About This Item

Share This Item

The AAPG/Datapages Combined Publications Database

AAPG Bulletin

Abstract


Volume: 69 (1985)

Issue: 4. (April)

First Page: 669

Last Page: 669

Title: Petroleum Geochemistry of Alaskan North Slope--An Update: ABSTRACT

Author(s): Leslie B. Magoon, George E. Claypool

Article Type: Meeting abstract

Abstract:

When the U.S. Geological Survey took over the drilling program in the National Petroleum Reserve in Alaska (NPRA), many explorationists expected that a major oil accumulation would be found on or adjacent to the Barrow arch. This expectation was based on the presumption that the oil source rocks are buried to great depths in the Coville trough and that the oil generated would have migrated north to be trapped in sandstone or carbonate reservoir rocks near the Barrow arch. Subsequent drilling failed to confirm this model for oil occurrence in NPRA. To date, commercial oil generated in the Colville trough appears to be limited to the Prudhoe Bay area. Understanding the geological reasons for localization of major oil occurrence has important implications for oil exploration in northern Alaska, both onshore and offshore.

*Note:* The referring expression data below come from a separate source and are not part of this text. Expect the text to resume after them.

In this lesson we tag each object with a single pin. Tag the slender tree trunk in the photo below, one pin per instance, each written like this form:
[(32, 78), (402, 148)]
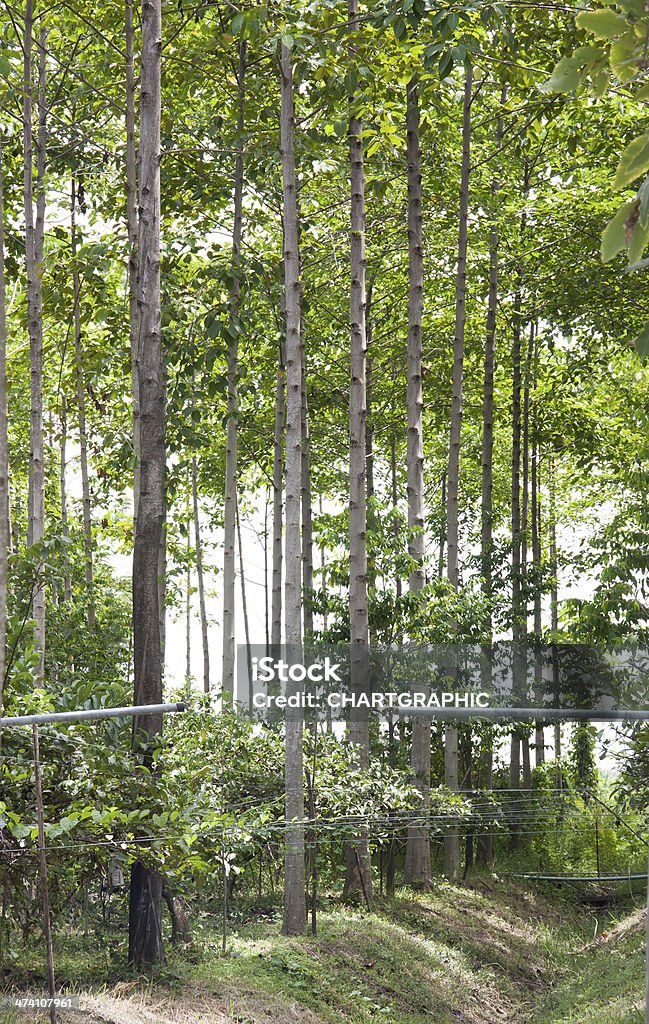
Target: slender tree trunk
[(394, 492), (242, 576), (229, 501), (145, 945), (81, 413), (484, 845), (524, 537), (266, 589), (358, 868), (370, 489), (132, 229), (201, 577), (62, 487), (518, 656), (451, 842), (4, 449), (539, 739), (417, 869), (306, 500), (34, 237), (277, 481), (188, 610), (294, 884), (554, 606)]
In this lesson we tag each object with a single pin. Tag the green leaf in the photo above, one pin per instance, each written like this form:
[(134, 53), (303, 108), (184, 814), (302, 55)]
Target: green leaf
[(640, 264), (642, 342), (565, 77), (445, 65), (399, 28), (643, 196), (639, 241), (633, 163), (614, 235), (624, 56), (603, 24)]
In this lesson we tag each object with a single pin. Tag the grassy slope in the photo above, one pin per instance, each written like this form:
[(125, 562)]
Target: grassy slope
[(461, 955)]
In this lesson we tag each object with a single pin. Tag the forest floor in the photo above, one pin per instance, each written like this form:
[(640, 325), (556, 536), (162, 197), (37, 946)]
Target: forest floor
[(479, 953)]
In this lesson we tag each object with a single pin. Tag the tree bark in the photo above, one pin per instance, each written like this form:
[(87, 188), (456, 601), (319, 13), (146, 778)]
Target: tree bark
[(180, 931), (132, 230), (229, 499), (4, 449), (145, 945), (294, 884), (451, 842), (518, 663), (417, 869), (358, 868), (201, 577), (62, 487), (277, 507), (34, 237), (484, 844), (242, 577), (81, 413), (306, 501)]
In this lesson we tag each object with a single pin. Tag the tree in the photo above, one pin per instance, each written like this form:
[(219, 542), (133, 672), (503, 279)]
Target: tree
[(294, 881), (451, 843), (418, 866), (146, 883), (358, 868), (229, 500)]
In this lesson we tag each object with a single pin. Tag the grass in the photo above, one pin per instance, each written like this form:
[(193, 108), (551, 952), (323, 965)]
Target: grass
[(463, 954)]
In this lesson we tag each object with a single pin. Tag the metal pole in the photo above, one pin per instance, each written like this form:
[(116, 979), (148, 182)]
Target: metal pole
[(72, 717), (86, 716), (42, 858)]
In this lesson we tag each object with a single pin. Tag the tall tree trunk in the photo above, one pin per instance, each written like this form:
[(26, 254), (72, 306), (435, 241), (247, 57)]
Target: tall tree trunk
[(34, 237), (229, 499), (201, 577), (266, 588), (370, 489), (62, 486), (417, 869), (554, 606), (394, 494), (484, 845), (294, 882), (451, 842), (539, 740), (524, 537), (4, 448), (145, 946), (132, 229), (358, 867), (81, 413), (242, 577), (518, 656), (306, 500), (277, 483), (188, 610)]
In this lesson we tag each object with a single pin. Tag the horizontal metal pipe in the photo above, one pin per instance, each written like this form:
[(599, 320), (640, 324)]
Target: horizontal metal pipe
[(85, 716), (524, 714)]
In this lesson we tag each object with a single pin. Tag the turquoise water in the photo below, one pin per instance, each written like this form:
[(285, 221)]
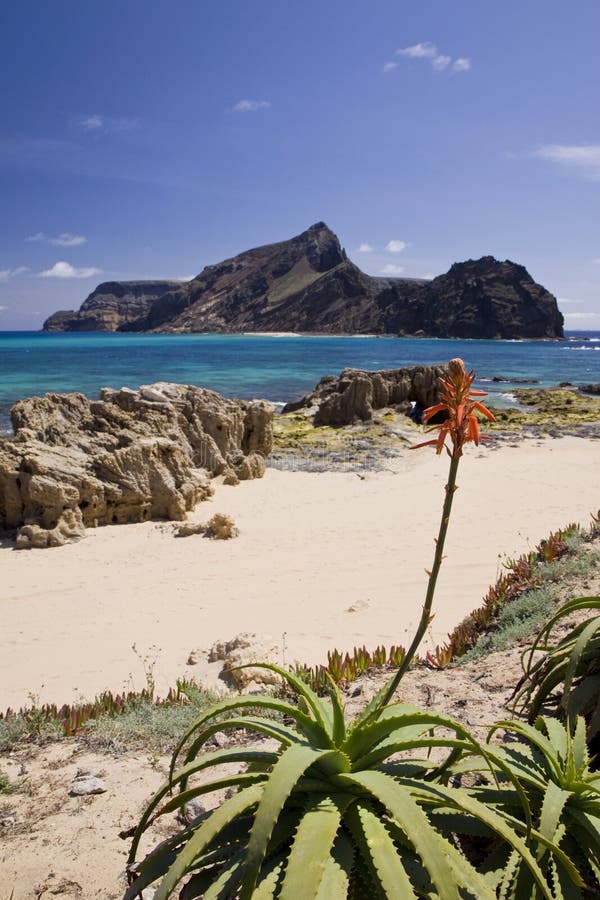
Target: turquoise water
[(278, 368)]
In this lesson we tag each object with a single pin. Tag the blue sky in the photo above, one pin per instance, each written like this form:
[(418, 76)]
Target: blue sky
[(144, 139)]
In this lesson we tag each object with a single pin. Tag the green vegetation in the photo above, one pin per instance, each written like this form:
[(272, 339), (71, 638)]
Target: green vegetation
[(6, 785), (112, 721), (566, 679), (300, 276), (547, 409)]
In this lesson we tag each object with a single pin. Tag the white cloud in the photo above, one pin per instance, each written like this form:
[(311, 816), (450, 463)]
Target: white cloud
[(440, 62), (428, 50), (92, 123), (66, 239), (396, 246), (250, 105), (5, 274), (424, 50), (584, 158), (66, 270), (109, 123)]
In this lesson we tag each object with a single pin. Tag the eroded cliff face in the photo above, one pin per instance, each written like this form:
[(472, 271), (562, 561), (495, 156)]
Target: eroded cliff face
[(308, 284), (128, 457), (355, 393), (112, 306)]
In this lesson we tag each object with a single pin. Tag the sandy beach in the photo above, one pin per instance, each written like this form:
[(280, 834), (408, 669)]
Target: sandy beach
[(323, 560)]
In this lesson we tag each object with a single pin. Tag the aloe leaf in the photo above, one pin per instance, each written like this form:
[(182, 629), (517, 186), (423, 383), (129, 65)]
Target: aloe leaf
[(338, 870), (391, 746), (535, 737), (338, 721), (372, 709), (410, 817), (318, 708), (583, 698), (590, 630), (282, 733), (269, 885), (209, 759), (501, 824), (225, 884), (208, 831), (312, 847), (242, 779), (286, 773), (239, 703), (378, 847), (359, 742), (553, 805)]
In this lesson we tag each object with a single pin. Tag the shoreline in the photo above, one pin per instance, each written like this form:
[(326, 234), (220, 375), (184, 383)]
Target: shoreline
[(312, 547)]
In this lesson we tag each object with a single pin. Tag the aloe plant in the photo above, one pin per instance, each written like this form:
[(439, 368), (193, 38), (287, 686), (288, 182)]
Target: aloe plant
[(551, 762), (567, 677), (333, 812), (343, 809)]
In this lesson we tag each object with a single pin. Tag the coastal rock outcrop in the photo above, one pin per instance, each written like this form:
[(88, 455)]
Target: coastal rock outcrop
[(308, 284), (112, 306), (355, 393), (127, 457)]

Consideration of the basic requirements for oil occurrence (source, migration pathway, reservoir, trap, and seal) suggests that source rock adequacy may be a limiting factor in NPRA. Two geochemically distinct types of North Slope oil have been recognized: the Simpson-Umiat type (associated with a "pebble-shale" unit/Torok Formation source) and the Barrow-Prudhoe type (associated with a Shublik Formation/Kingak Shale source). Except for the oil from the Fish Creek 1 well and the reservoirs of Cretaceous age in the Prudhoe area, the Barrow-Prudhoe oil reservoirs are in Ellesmerian sequence rocks on the Barrow arch. The source-reservoir thermal-maturity patterns, the inferred timing of oil generation, and the structural configuration of the Ellesmerian rocks all suggest that the oil sho ld have migrated to the Barrow area as well as to the Prudhoe area. The presence of subcommercial Barrow-Prudhoe-type oil in NPRA also suggests that deficiencies in the "oil plumbing system" do not explain the lack of oil accumulations along the Barrow arch.

The large volumes of oil in the Prudhoe area, as compared to only "oil shows" in the Barrow area, are best explained by the greater amount and better quality of organic matter in the Shublik Formation and the Kingak Shale to the east of NPRA.